Published online by Cambridge University Press: 05 June 2012
Prospect theory, defined in the next chapter, adds a new component to classical theories, namely reference dependence, which is the topic of this chapter. This component is of a different nature than concepts we have defined so far. It depends on aspects of framing and entails, I think, a bigger deviation from rationality than probability weighting. It is so volatile that it is hard to model theoretically (Fatas, Neugebauer, & Tamborero 2007; Kühberger, Schulte-Mecklenbeck, & Perner 1999), and much of the handling of reference dependence takes place in the modeling stage preceding the quantitative analyses presented in this book. Hence, up till now hardly any theory has been developed for reference dependence.
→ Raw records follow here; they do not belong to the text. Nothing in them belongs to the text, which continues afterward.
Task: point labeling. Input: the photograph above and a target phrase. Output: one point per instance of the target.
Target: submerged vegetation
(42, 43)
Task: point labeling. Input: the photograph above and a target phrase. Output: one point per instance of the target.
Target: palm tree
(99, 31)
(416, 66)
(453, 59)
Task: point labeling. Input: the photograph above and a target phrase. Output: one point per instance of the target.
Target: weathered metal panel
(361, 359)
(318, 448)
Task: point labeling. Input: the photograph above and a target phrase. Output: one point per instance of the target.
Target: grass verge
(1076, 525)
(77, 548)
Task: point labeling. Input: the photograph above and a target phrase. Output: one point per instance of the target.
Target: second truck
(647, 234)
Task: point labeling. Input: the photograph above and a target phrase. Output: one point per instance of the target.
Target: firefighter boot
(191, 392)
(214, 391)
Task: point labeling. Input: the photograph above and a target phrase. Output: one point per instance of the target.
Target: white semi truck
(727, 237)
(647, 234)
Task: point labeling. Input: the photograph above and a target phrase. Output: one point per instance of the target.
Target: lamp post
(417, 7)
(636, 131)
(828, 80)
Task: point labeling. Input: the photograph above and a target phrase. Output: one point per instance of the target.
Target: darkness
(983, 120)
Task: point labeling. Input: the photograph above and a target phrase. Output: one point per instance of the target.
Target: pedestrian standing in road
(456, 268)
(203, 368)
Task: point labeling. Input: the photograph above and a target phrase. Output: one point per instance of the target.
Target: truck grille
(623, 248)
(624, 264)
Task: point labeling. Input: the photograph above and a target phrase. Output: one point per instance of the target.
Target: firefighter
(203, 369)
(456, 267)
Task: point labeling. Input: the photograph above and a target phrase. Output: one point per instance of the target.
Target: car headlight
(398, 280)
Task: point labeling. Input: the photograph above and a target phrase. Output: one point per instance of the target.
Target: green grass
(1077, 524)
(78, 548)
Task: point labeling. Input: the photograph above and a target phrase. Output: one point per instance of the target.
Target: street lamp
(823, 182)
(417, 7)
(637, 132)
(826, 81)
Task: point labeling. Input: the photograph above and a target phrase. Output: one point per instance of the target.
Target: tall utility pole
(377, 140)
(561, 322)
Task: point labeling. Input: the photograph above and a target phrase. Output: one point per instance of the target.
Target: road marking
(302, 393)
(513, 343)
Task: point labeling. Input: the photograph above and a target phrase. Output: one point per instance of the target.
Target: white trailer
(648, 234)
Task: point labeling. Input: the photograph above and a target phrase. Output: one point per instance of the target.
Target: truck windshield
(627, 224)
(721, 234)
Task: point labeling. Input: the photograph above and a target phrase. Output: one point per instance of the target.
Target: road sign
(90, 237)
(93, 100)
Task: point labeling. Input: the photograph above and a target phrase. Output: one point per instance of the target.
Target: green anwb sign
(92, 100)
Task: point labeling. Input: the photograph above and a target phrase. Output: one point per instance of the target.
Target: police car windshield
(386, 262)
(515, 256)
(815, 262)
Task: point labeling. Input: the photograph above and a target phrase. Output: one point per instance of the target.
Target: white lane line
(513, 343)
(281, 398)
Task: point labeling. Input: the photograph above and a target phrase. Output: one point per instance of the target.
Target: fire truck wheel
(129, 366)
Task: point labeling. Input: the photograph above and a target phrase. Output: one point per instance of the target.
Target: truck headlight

Nevertheless, this deviation is of major empirical importance. I think that more than half of the risk aversion empirically observed has nothing to do with utility curvature or with probability weighting. Instead, it is generated by loss aversion, the main empirical phenomenon regarding reference dependence. Hence, this chapter will discuss reference dependence, even though, unlike the remainder of this book, it will have little theory and few quantitative assessments, and there will be almost no exercises either.
Before we can discuss reference dependence, two subtle points have to be clarified that have raised much confusion in the literature. First, inconsistencies that can arise between asset integration and isolation for moderate stakes (§8.1) will not be due to inappropriateness of either principle. Rather, they result from another cause: overly strong deviations from risk neutrality for moderate stakes (§8.2).